The strains of a country dance started up. “Miss Pelford,” Mr. Kestril said, bowing deeply and extending his hand. “If I may?”

She put her hand in his. And with that, they were away, capering down the room, and smiling every time they met and parted, and met and parted again.

Merry kept her eyes on her partner’s face and glanced neither right nor left.

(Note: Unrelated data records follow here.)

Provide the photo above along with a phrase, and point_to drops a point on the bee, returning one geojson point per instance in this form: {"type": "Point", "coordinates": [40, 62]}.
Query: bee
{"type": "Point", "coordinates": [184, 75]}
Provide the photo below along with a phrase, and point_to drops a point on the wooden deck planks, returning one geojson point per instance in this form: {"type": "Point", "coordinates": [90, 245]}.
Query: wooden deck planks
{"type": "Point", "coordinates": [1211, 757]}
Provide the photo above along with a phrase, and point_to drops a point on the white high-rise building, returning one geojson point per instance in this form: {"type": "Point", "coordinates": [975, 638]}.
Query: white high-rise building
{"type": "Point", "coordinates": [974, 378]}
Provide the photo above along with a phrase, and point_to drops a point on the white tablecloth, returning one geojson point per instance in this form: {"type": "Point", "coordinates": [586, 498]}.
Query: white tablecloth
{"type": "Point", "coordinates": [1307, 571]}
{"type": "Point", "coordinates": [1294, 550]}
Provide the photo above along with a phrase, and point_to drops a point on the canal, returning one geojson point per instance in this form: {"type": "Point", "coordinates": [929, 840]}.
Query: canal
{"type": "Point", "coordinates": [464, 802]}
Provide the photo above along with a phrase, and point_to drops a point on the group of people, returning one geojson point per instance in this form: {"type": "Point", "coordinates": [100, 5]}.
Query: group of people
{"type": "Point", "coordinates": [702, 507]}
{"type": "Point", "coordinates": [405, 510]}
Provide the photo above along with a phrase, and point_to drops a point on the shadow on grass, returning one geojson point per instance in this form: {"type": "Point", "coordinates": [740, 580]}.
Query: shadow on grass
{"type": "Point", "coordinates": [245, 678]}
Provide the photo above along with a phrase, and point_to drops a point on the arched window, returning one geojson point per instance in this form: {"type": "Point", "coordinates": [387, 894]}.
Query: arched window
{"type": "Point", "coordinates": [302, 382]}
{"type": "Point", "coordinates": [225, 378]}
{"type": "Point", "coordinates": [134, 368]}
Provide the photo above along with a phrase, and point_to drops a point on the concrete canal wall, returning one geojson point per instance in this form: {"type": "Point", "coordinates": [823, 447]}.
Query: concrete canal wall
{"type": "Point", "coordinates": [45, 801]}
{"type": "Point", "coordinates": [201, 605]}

Not that there was anyone she’d want to see in the ballroom.

Other than her fiancé, of course.





Chapter Two


Octavius Mortimer John Allardyce, the sixth Duke of Trent, returned to the ballroom feeling as if he’d taken a sharp blow to the gut.

Earlier that evening, Trent had no sooner presented himself at Lady Portmeadow’s ball, kissed his hostess’s hand, and entered the ballroom than his twin brother, Cedric, had appeared and announced, loud enough so that anyone within a stone’s throw could hear, that he was now betrothed to marry.

Although Trent’s first impulse had been to give a howl of joy, he had pushed it down and instead offered his brother a congratulatory nod.

He had been just about to request to meet his future sister-in-law when Cedric had added—as casually as if he were discussing the weather—that he had given his betrothed a diamond ring.

Their mother’s, to be precise. The ring was worth more than any other piece of jewelry in the family estate, but its value was symbolic as well as financial: it had been worn not only by their mother, but by their father’s mother before her.